Netherlands: farmers’ sling at center of provincial elections
The Dutch voted on Wednesday in crucial provincial elections in which a new party pledged to give voice to the farmers’ revolt and challenge the government and its plans for the environment.
The “Farmer-Citizens Movement” (BBB) could be one of the big winners of these elections, according to polls, which are used to appoint representatives to the Senate at the expense of Prime Minister Mark Rutte’s ruling coalition. Party of the centre-right VVD.
The agriculture world has expressed its anger in recent months by demonstrating against government plans to reduce the sector’s greenhouse gas emissions, notably garnering support from former US President Donald Trump.
A good performance by the BBB would mean that it could ally itself with other parties in the Senate to thwart government policy, and in particular to oppose any reduction in herds or possible evictions of farmers. .
The first results are expected after voting ends at 9:00 pm (8:00 pm GMT).
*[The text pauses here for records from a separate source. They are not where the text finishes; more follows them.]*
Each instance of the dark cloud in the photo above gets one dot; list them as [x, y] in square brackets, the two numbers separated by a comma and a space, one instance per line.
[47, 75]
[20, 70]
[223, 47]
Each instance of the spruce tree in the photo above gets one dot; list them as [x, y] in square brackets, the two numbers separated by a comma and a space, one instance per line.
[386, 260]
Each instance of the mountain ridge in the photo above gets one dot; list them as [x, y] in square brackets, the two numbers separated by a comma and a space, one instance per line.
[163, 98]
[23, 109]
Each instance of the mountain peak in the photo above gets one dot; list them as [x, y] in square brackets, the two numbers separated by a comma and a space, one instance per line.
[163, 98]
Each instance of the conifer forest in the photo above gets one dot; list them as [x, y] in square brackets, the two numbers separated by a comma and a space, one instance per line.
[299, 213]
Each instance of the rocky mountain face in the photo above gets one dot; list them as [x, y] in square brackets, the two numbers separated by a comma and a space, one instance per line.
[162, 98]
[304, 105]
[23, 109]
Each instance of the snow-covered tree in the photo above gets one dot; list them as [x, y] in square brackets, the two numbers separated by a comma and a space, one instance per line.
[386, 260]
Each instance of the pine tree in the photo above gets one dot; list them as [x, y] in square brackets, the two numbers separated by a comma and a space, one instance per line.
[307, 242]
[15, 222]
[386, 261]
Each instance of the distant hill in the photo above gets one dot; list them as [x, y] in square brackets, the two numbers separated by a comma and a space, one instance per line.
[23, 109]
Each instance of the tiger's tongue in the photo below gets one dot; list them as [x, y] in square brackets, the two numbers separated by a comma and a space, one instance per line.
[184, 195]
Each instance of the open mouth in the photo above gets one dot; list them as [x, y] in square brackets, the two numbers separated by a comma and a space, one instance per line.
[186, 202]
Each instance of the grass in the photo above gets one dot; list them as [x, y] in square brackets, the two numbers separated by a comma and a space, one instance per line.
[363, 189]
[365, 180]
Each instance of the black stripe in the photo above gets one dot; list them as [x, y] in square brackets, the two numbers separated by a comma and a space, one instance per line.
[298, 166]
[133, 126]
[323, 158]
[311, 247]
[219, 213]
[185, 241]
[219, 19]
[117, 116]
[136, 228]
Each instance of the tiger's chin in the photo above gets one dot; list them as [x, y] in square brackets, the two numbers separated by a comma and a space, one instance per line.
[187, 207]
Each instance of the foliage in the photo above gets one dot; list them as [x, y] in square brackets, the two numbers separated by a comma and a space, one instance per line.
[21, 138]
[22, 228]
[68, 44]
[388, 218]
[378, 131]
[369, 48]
The BBB was only founded in 2019 and has only one MP, but has exploited populist and anti-elitist tensions and sentiment in the Netherlands, mainly at the expense of Mr Rutte, in office since 2010 and the longest serving Dutch prime minister to do.
In the Netherlands – the world’s second largest agricultural exporter after the United States, despite its small size (about 41,500 km2 for 18 million inhabitants) – farmers believe the executive is ignoring their concerns.
“We really aren’t heard, sometimes we don’t even feel welcome in our own country,” the BBB’s national president and pig farmer Erik Stegink told AFP last week.
– manure and flags –
Highways blocked by tractors and fertiliser, heated rallies outside politicians’ homes, inverted Dutch flags placed in fields to symbolize their catapults: the farmers’ actions have attracted worldwide attention.
They were still in the thousands to demonstrate on Saturday in The Hague, where the government sits, while climate activists blocked a main artery of the city at the same time.
The government aims to reduce nitrogen emissions, a greenhouse gas emitted especially by fertilizers and livestock waste, by 50% by 2030.
The measure is necessary, according to him, to solve the housing crisis in the Netherlands where major construction projects, which also emit nitrogen, have been suspended by the courts for environmental reasons.
The Hague wants to release 25 billion euros by 2035 to help the agricultural sector reduce its nitrogen emissions, notably through a reduction in livestock but possibly also through removal in places close to protected natural areas.
Farmers say they are unfairly targeted by the government compared to other sectors such as industry and transport.
The far-right has taken up the issue, alleging that farmers are victims of a “globalist” conspiracy to deprive them of their land.
However, the polls predict a crushing blow for the populist Forum for Democracy (FvD) party, which was the overwhelming winner of the last provincial elections in 2019.
Its leader Thierry Baudet has in recent years advocated a corona-sceptic conspiracy theory and raised a “hero” Vladimir Putin in hopes of a Russian presidential victory in Ukraine.